Rajapaksa a mené une campagne nationaliste avec une promesse de sécurité et le vœu d'écraser l'extrémisme religieux dans le pays à majorité bouddhiste à la suite des attentats-suicides du 21 avril imputés à un groupe djihadiste local.

Son triomphe alarmera toutefois les minorités tamoule et musulmane du Sri Lanka, ainsi que des activistes, des journalistes et peut-être même certains membres de la communauté internationale à la suite de la présidence de son frère aîné Mahinda Rajapaksa en 2005-2015.

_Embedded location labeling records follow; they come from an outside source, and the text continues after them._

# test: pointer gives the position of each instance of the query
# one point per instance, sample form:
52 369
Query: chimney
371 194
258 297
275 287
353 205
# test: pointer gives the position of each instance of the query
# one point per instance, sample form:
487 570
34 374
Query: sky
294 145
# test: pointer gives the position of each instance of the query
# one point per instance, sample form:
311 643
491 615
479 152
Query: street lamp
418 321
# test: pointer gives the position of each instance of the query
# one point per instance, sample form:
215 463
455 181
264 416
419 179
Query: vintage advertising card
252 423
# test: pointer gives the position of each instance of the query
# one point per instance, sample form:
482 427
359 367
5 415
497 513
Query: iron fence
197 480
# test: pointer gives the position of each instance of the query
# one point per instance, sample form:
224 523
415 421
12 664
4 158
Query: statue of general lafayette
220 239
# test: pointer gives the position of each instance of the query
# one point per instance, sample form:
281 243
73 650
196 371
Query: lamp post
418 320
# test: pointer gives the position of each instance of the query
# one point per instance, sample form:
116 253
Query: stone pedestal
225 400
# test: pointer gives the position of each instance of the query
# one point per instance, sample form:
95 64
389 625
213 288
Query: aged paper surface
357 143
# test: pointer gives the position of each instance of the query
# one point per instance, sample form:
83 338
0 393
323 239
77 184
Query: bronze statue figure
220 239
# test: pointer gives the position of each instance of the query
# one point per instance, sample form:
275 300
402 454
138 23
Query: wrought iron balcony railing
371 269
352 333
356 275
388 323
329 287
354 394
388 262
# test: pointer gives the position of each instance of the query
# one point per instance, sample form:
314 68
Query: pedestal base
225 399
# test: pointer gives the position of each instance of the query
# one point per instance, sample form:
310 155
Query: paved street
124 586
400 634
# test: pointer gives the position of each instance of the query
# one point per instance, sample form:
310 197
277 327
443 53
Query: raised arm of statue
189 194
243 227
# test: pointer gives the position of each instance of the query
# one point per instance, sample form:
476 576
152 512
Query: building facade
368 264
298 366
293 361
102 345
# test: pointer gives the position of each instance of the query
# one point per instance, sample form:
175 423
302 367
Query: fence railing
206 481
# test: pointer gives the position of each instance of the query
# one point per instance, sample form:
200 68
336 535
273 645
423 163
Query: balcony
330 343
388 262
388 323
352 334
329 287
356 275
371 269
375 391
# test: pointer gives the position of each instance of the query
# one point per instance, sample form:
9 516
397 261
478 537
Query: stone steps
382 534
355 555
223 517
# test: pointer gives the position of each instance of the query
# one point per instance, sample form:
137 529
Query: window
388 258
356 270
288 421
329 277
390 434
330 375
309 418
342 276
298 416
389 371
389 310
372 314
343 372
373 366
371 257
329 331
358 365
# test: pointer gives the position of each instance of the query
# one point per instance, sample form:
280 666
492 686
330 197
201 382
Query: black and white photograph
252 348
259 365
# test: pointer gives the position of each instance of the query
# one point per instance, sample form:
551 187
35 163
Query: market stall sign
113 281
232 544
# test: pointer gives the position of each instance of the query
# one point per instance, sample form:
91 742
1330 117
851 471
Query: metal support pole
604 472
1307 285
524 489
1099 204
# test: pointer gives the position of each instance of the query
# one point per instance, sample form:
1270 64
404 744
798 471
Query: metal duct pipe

Mahinda, avec Gotabaya à la tête des forces de sécurité, a mis fin à une guerre civile de 37 ans avec les séparatistes tamouls. Sa décennie de pouvoir a également été marquée par de prétendus abus de droits, des assassinats extrajudiciaires obscurs et des liens plus étroits avec la Chine.

Gotabaya, un lieutenant-colonel à la retraite de 70 ans, surnommé le "Terminator" par sa propre famille, a remporté la victoire avec 52,25% des voix, selon les résultats officiels définitifs annoncés par la commission électorale.

"Je n'ai pas dormi de la nuit", a déclaré Devni, un étudiant de 22 ans, l'une des 30 personnes rassemblées devant la résidence de Rajapaksa à Colombo. "Je suis tellement excité, il est le président dont nous avons besoin."